Can anyone offer an opinion on this HP laptop? Thanks!


----------



## Cholly (Mar 22, 2004)

Clark Kent said:


> Still trying to narrow down the search. It's funny how many people just shout out Mac to me when I say I want a laptop. I think that the HP Pavilion dv7-6c90us meets my needs, but I don't know anyone that has an HP.
> 
> Can anyone offer an opinion on this HP laptop? Thanks!


Reviews on this computer have been highly favorable from many sites. Do a google search on the model number and you'll get to see them. Far cry from the sub $500 computer you were first seeking.


----------



## Clark Kent (May 1, 2007)

Read the reviews but nothing beats a friend's two cents. As for the budget, the more I looked into laptops, the better machine I kept looking at. This HP has a good screen, good speed, and a blu ray. Just wanted to know if anyone here has had an HP because I haven't.


----------



## olguy (Jan 9, 2006)

I had a 17" HP lap top for over a year and my grandson has had it for nearly 2 years and never a problem. I have a desk top and an all-in-one both by HP and no problems. I would not hesitate to get another HP should the need arise.


----------



## phrelin (Jan 18, 2007)

olguy said:


> I had a 17" HP lap top for over a year and my grandson has had it for nearly 2 years and never a problem. I have a desk top and an all-in-one both by HP and no problems. I would not hesitate to get another HP should the need arise.
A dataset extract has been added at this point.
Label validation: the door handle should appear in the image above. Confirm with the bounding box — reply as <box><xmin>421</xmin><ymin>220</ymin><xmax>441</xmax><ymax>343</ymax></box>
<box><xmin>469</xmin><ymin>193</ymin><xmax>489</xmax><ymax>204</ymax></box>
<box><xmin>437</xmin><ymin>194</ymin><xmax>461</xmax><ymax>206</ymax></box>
We also have four HP lap tops, two over four years old. And my wife and I are using HP desktops, which is the brand we went to when I quit assembling ours from parts.

No complaints here. But I did buy my granddaughter an Asus which seems to be working fine (except when she sat on it).


----------



## Marlin Guy (Apr 8, 2009)

I just setup a new Lenovo for someone last week, and that thing was FAST!
Using their boot optimizer, I got it down to 26 seconds from button push to usable desktop. And that is with MS Security Essentials on it. Not a high end machine either.

Their backup software also allows you to create restore disks from either the original factory state or the current state. Most won't let you do current state, and some like HP limit recovery disk creation to one time only.


----------



## BAHitman (Oct 24, 2007)

HP, Dell, Acer, Lenovo, Toshiba... does not really matter except personal taste... the laptops are all made in the same chinese factories by companies like Quanta, Wistron, Foxconn, Compal, etc...

The only thing that sets one apart from the other is the choice of materials used in the case, and if/how well it gets tested...

I would say currently, HP is doing about the best job because they learned what Dell has forgotten in regards to testing before it ships... 

Since I left Dell (used to work there in product development), I am using HP's and they seem to be made from materials that stay together. 

Nothing beats going to a store and putting your hands on the display models to get a feel for things like the keyboard, toucphad, and getting a look at the screen... then either buy from there, or find the same model cheaper online...


----------



## drded (Aug 23, 2006)

I've been using Lenovo for the past 5 years and have no complaints. My current model is a G550 which Office Depot had on sale for $399 right before school started.

LED display, Windows 7 64-bit, LAN and built-in wi-fi. Fast at booting up and has been completely reliable.

Dave


----------



## jdskycaster (Sep 1, 2008)

I have repaired just about everything from HP to Lenovo to Asus to Dell to Apple etc. While I agree that construction is a key factor how you handle them is more important. A $499 HP is not constructed any better than a Lenovo or Asus or Dell. They are all bare bones and need to be handled with care.

You also are not limited to Windows or Mac. If you are going sub $500 get one that is hardware driver compatible with Linux. Ubuntu is rapidly becoming very popular and includes everything you need from the perspective of a slick and user friendly desktop environment while including essential productivity applications. This allows you to get a bit more hardware performance or build quality as the OS is free. As stated by an earlier poster I have also taken several Dell enterprise class laptops (metal chassis, solid build) with older processor revs and loaded them up with Ubuntu and they are blazing fast and super rugged.


----------



## Clark Kent (May 1, 2007)

I appreciate all of the advice. Thanks everyone. 

Seems like the HP dv7-6c90us should more than cover what I need. One person Sid the 5400 rpm wasn't a good thing, but I cannot imagine it's so slow that it's a deal breaker.


----------